Celle que je suis

Années quatre-vingt, Tokyo. Yûji Manase est étudiant. Mais il vit au quotidien avec deux secrets dont il n’a jamais parlé à personne : d’une part, les sentiments qu’il éprouve pour son ami de longue date Masaki Matsunaga, et de l’autre, le malaise qu’il ressent vis-à-vis de son corps. Un jour, Yûji pose la main sur une robe que sa sœur a laissée dans son appartement, sans savoir que cet acte allait bouleverser sa vie…

Titre Original : Kono Koi ni Mirai wa nai
Titre Français : Celle que je suis
Auteur : MORIHASHI Bingo & KOKO Suwaru
nbr. volumes en France : 2
nbr. volumes au Japon : 2
Année de Parution : 2016
Editeur : Akata

Akata est un éditeur défendant ses convictions à travers sa ligne éditoriale, et il le prouve une nouvelle fois avec un titre présenté comme traitant de transidentité. Un titre qui me pose plusieurs problèmes, et qu’en même temps, j’aurais voulu défendre en raison du thème affiché. Mais disposer d’un message important ne dispense pas pour autant d’écrire une histoire intéressante.

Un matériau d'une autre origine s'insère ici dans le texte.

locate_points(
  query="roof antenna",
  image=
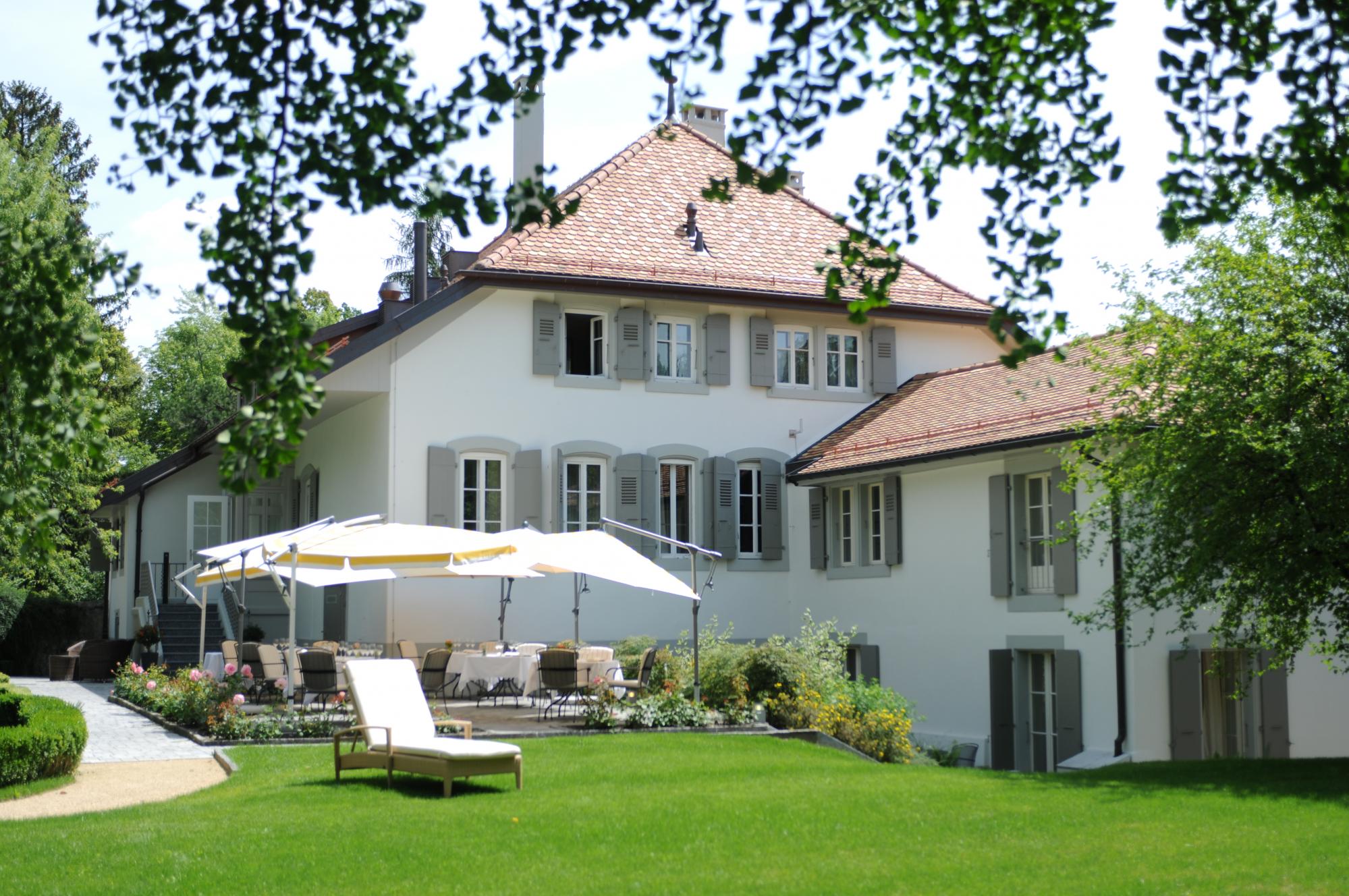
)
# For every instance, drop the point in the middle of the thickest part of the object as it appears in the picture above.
(669, 101)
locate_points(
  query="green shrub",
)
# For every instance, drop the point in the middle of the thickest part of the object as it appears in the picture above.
(39, 737)
(11, 601)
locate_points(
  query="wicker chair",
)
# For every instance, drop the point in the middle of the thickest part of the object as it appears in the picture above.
(556, 677)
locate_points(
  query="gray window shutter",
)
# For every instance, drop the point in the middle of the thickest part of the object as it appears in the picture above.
(893, 522)
(761, 352)
(440, 486)
(1068, 704)
(775, 493)
(548, 338)
(1065, 557)
(818, 555)
(628, 480)
(717, 350)
(1274, 712)
(630, 339)
(1001, 717)
(884, 364)
(1186, 705)
(529, 488)
(719, 478)
(1000, 543)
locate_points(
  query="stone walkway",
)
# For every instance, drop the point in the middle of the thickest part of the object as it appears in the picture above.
(117, 735)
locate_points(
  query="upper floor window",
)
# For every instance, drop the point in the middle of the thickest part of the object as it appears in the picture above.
(673, 349)
(583, 495)
(842, 360)
(749, 509)
(676, 503)
(794, 357)
(1039, 535)
(848, 528)
(584, 343)
(485, 493)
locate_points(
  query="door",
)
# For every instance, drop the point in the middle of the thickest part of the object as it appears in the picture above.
(335, 613)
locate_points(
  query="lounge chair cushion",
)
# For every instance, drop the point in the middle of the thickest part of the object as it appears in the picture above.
(453, 748)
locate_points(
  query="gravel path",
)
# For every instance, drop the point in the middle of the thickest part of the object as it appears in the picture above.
(117, 735)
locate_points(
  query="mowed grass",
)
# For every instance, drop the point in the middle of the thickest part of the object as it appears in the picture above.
(709, 814)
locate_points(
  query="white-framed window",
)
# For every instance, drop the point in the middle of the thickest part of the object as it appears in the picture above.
(749, 509)
(205, 523)
(676, 503)
(675, 349)
(1039, 535)
(842, 360)
(794, 357)
(583, 343)
(848, 528)
(876, 523)
(583, 495)
(483, 493)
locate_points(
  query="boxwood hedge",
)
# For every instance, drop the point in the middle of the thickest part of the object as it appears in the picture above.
(39, 737)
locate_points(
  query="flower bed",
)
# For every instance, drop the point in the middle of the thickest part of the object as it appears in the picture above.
(39, 737)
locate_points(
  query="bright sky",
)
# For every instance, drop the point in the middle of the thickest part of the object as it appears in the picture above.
(599, 105)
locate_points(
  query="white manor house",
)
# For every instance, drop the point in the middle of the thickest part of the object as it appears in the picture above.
(672, 362)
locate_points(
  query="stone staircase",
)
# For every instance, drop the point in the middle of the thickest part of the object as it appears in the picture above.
(180, 632)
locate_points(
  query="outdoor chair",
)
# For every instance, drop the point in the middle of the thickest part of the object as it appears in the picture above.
(556, 677)
(435, 674)
(638, 686)
(400, 733)
(320, 677)
(408, 651)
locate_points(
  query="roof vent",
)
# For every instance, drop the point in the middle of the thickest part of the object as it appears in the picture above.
(707, 121)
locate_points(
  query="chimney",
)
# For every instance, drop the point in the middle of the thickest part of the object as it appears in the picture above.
(529, 130)
(418, 262)
(707, 121)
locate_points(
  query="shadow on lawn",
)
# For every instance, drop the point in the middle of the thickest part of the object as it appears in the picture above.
(1320, 781)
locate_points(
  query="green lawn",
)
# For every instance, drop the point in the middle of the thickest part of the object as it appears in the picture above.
(709, 814)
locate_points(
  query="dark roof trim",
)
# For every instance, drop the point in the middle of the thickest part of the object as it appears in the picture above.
(1007, 445)
(718, 295)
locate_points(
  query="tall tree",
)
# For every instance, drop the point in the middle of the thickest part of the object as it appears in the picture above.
(306, 101)
(1223, 468)
(27, 114)
(186, 391)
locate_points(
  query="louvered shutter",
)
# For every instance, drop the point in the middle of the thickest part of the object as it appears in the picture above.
(529, 488)
(630, 338)
(628, 480)
(818, 555)
(717, 350)
(1001, 717)
(719, 480)
(1274, 712)
(1065, 557)
(775, 495)
(440, 486)
(1000, 543)
(1068, 704)
(884, 364)
(761, 352)
(1186, 705)
(893, 511)
(548, 338)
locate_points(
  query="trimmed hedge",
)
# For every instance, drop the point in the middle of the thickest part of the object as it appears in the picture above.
(39, 737)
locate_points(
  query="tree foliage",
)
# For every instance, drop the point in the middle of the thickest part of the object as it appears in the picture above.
(1226, 455)
(301, 102)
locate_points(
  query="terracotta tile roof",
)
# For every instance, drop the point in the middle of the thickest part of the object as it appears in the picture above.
(966, 410)
(630, 226)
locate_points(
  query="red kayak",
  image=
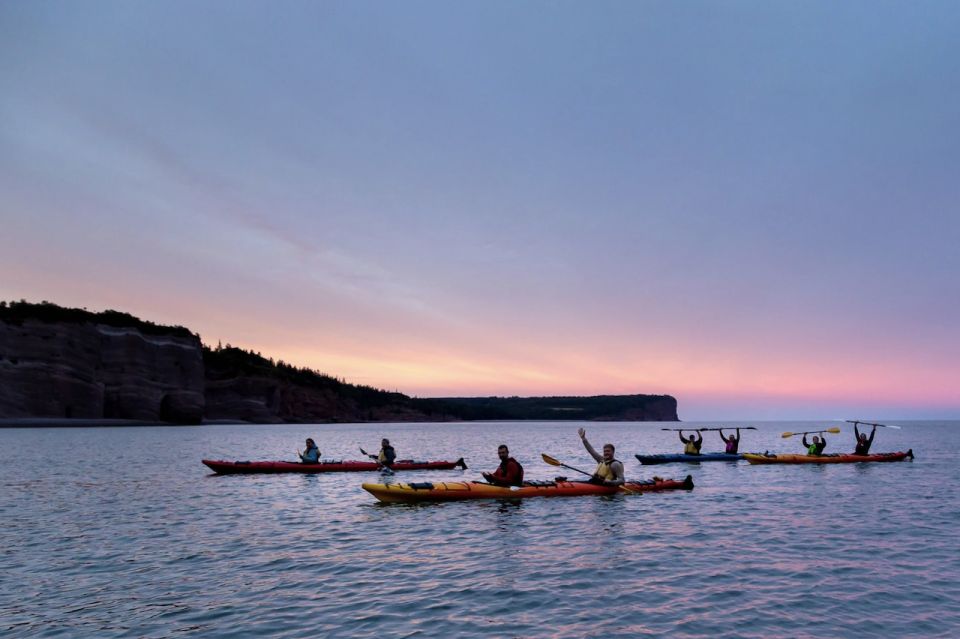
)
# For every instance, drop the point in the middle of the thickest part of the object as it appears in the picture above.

Plus grave, le message véhiculé par ce manga s’avère finalement difficilement défendable.

Ce qu’il convient de souligner dans un premier temps, c’est que contrairement à ce que la communication de l’éditeur peut suggérer, il ne s’agit pas d’un manga sur la transidentité. Si Yuji, personnage en questionnement quant à son genre, est effectivement celui par lequel nous découvrons l’histoire, et qu’il s’agit du principal protagoniste dans le premier tome, cela devient beaucoup moins vrai par la suite, avec un second tome qui donne la part belle à trois autres membres de son club universitaire. Membres qui ont chacun leur parcours, leurs tourments, et des décisions à prendre, et dont le portrait croisé constitue sans doute le point fort de ce manga. Cette mise-en-avant de ses camarades se fait au détriment de Yuji, ce qui s’avère bénéfique puisque le second et dernier tome, où elle apparait moins, m’aura bien plus intéressé que le premier, que j’avais trouvé particulièrement froid (à tel point que j’aurais abandonné la série à ce stade si elle avait duré plus de deux tomes). L’ancienne héroïne se trouve dès lors reléguée au rang d’éléments parmi d’autres dans cette histoire, et avec elle les thématiques trans. Cette évolution se fait donc pour le meilleur, mais met fatalement à mal l’annonce d’Akata centrée quasi exclusivement sur le sujet de la transidentité.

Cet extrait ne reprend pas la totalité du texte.